I have a database with 8 million Nodes. Max and Initial Heap 5G. PageCache 7G. I am trying to merge duplicate nodes based on some fields
CALL apoc.periodic.iterate(
"match (a1:Person) with a1.name as name, a1.registryNumber as registryNumber, a1.registryKadaa as kadaa,a1.registryMouhafaza as moh,a1.registryTown as town, collect(a1) as nodes where size(nodes)>1 return nodes",
"CALL apoc.refactor.mergeNodes(nodes,{ properties:'combine', mergeRels:true}) YIELD node set node.id=randomUUID()",
{batchSize:5000});
doesnt this query return every :Person node and doesnt each record report a size(nodes)=1. the collect(a1) is effectively aggregating on a1 and each a1 is unqiue.

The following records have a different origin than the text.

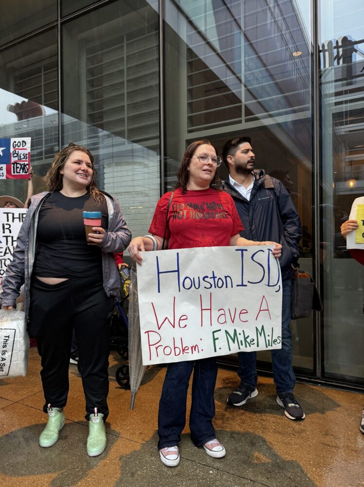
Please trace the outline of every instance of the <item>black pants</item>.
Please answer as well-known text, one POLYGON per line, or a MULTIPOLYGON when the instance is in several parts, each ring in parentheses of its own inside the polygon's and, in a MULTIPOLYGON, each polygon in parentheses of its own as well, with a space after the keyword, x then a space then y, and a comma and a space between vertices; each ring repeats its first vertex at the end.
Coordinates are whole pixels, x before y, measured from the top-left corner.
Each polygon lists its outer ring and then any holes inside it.
POLYGON ((32 278, 29 333, 35 336, 41 357, 40 375, 45 403, 66 405, 72 333, 76 334, 88 420, 93 408, 109 414, 109 318, 113 300, 99 279, 76 279, 54 285, 32 278))

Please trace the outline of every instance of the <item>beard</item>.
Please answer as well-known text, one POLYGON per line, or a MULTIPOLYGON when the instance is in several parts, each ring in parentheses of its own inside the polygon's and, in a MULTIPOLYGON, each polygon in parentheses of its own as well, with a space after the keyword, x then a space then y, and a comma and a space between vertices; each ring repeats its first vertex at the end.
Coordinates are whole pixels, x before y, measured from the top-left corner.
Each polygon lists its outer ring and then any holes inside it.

Are we sure this is the correct query?
Well, your query is retrieving all 8 million nodes and then grouping them into lists of nodes with the same value for five properties. This may require a lot of memory, depending how the aggregation is performed by neo4j.

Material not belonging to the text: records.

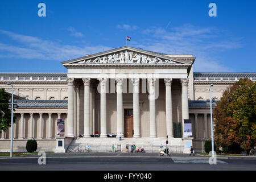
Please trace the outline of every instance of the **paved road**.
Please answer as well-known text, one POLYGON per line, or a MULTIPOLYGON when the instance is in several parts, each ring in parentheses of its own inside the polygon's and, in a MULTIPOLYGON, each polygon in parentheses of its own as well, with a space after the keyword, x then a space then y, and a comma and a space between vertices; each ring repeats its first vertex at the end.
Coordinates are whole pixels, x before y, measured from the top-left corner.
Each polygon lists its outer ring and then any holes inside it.
POLYGON ((47 154, 46 165, 39 165, 37 155, 0 158, 0 171, 9 170, 256 170, 255 158, 218 158, 210 165, 207 156, 176 154, 160 157, 156 154, 47 154))

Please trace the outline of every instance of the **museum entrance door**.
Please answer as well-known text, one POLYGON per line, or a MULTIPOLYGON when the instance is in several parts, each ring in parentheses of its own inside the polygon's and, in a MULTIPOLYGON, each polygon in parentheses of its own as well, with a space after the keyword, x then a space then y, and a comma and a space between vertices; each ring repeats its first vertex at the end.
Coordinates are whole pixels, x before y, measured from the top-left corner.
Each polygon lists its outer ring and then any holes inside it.
POLYGON ((133 109, 125 109, 125 137, 133 136, 133 109))

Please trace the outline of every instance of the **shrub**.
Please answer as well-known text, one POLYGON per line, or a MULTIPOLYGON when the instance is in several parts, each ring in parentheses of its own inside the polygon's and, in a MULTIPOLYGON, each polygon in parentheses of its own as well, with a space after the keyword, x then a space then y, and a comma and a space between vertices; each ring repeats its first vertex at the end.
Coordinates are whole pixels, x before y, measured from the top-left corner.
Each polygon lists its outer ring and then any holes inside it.
POLYGON ((35 140, 28 140, 26 145, 26 149, 28 152, 34 152, 38 149, 38 143, 35 140))
MULTIPOLYGON (((216 151, 216 147, 214 144, 214 151, 217 152, 216 151)), ((205 143, 204 143, 204 151, 206 153, 208 154, 210 151, 212 151, 212 141, 211 140, 206 140, 205 143)))

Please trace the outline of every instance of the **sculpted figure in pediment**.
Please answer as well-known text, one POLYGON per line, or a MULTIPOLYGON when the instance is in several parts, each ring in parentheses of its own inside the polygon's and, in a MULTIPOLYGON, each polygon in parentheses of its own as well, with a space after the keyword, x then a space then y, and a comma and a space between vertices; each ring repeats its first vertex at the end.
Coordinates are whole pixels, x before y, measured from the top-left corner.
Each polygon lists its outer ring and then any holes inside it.
POLYGON ((141 63, 141 55, 138 55, 138 54, 135 54, 135 57, 133 58, 133 63, 141 63))
POLYGON ((142 64, 146 64, 147 63, 147 56, 145 55, 142 55, 141 56, 142 58, 142 61, 141 61, 141 63, 142 64))
POLYGON ((98 61, 101 58, 100 57, 97 57, 96 59, 94 59, 93 61, 93 64, 94 63, 98 63, 98 61))
POLYGON ((123 52, 120 53, 120 63, 121 64, 124 64, 125 63, 125 54, 123 52))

Anyway, you may want to manually batch the work instead. You can figure out the range of the registeryNumber and break the ranging into smaller equal size buckets, so you can execute the query for each individual bucket of registryIdentifer values. It will also help for this case to have an index on the property so the match is fast. You just have to add a range condition to your match to limit the results to the specific batch.

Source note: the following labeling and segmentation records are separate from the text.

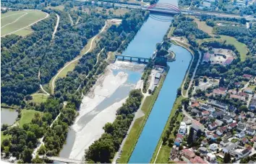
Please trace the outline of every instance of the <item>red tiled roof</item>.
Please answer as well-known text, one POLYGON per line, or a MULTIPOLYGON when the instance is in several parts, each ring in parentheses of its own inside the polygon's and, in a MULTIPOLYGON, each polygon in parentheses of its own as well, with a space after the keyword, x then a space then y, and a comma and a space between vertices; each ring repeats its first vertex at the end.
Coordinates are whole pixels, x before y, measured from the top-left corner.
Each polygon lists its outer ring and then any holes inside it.
POLYGON ((199 103, 198 102, 195 102, 193 104, 191 105, 191 106, 192 107, 198 107, 199 106, 199 103))
POLYGON ((206 115, 206 114, 209 114, 210 112, 209 112, 209 111, 203 111, 202 112, 202 114, 204 114, 204 115, 206 115))
POLYGON ((252 78, 252 76, 248 75, 248 74, 244 74, 244 75, 243 75, 243 77, 244 77, 244 78, 252 78))

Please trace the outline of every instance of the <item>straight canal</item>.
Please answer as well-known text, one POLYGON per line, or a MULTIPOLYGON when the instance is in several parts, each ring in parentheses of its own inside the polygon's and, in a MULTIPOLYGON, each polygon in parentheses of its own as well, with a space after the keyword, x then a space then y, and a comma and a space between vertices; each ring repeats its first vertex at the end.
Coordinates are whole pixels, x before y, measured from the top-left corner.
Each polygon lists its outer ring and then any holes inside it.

Thank you. Is there a way to batch it automatically. I am trying to get a distinct combination of the unique fields (each combination does not seem to have more than 10 000 record) ,as a list then unwind the list and for each row, do a match and find duplicates, but it's still not completing
match(p1:Person) with p1.registryMouhafaza as moh ,p1.registryKadaa as kad,p1.registryTown as town, count(*) as cnt
with collect({moh:moh,kad:kad,town:town,cnt:cnt}) as list with list unwind(list) as row match (a1:Person) where a1.registryMouhafaza=row.moh and a1.registryKadaa=row.kad and a1.registryTown=row.town
with a1.name as name, a1.registryNumber as registryNumber, a1.registryKadaa as kadaa,a1.registryMouhafaza as moh,a1.registryTown as town,
collect(a1) as nodes where size(nodes)>1 return count(nodes)
I am suggesting you do something like this, where you manually execute the query through the full range of registryNumbers. It will greatly help if you had an index on registryNumber as well.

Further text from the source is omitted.